Movement for Black Lives has a courageous vision: a long-term plan to shift the consciousness toward racial reckoning, and an ability to chart a clear path towards their goal. Fiscally sponsored by the Common Counsel Foundation, the Movement for Black Lives’ Black Power Rising: Vision 2024 seeks to build the social, political, institutional, and collective power of Black people by harnessing the collective power and creativity of Black people. Grounded in Black culture, the initiative aims to bring an informed electorate to the table to drive anti-racist policy shifts.

This strategic five-year plan will guide the coalition’s programmatic and campaign efforts to build mass support for progressive policies that center the needs of Black people. A core part of this work will equip local leaders with tools and strategies to build power within and between their organizations, scale engagement around political participation, and attack white supremacy by ensuring political representation and leadership, especially in Black communities.

Illustration by Tiffany Hughes.

Restorative Justice Requires Restorative Investment

Why invest specifically in narrative shifting, and power-building in the intersections between movements, institutions, and Black leadership? Why look for spaces that prioritize economic justice in underfunded regions? Because we believe that this is where organizations are creating innovative, holistic solutions to specific problems that will generate the most significant returns.

In the course of identifying these organizations, we collaborated with five of our sister organizations within The Omidyar Group — Democracy FundFlourishHumanity UnitedImaginable Futures, and Luminate — to jointly fund two regranting organizations focused on supporting grassroots racial justice groups. Emergent Fund (a fiscally sponsored project of Amalgamated Charitable Foundation) quickly moves no strings attached resources to communities of color under attack by federal policies and priorities. Liberated Capital Fund of the Decolonizing Wealth Project (fiscally sponsored by Allied Media Projects) provides unrestricted resources through a reparations model to Black and Indigenous-led organizations to shape a future where we can all heal from generations of colonial trauma. As a result of the substantial work we’ve seen around the country, we will have exceeded our initial goal and invested a total of $1,050,000.

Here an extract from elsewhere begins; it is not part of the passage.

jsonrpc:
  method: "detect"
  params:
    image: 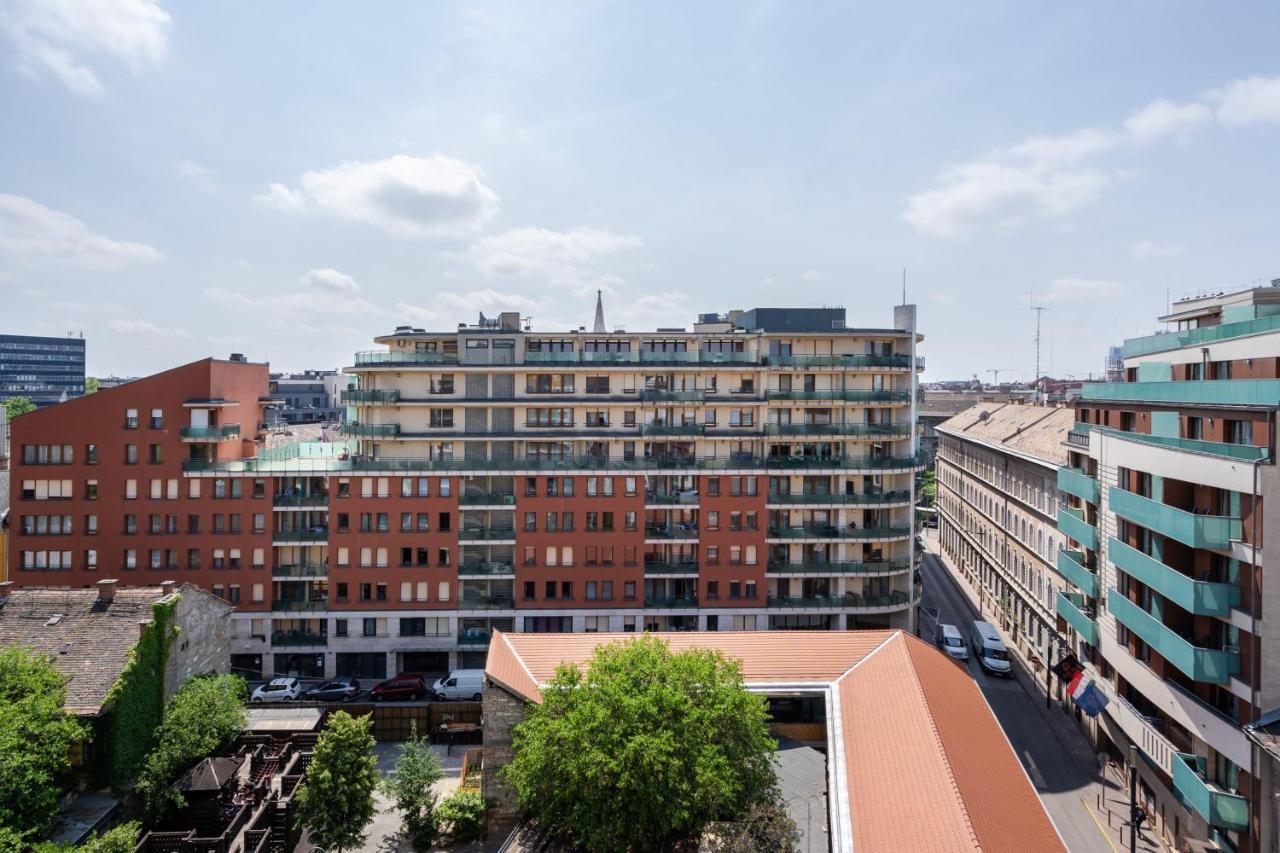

We believe that these investments are a significant step towards creating the world we are advancing toward in our mission as an organization. But this is only a first step. We are committed to building true partnerships with these organizations, putting our relevant resources at their disposal, and amplifying their work to a broader audience of both practitioners and funders. Investing in justice means much more than dollars; it is a whole-hearted commitment by our institution.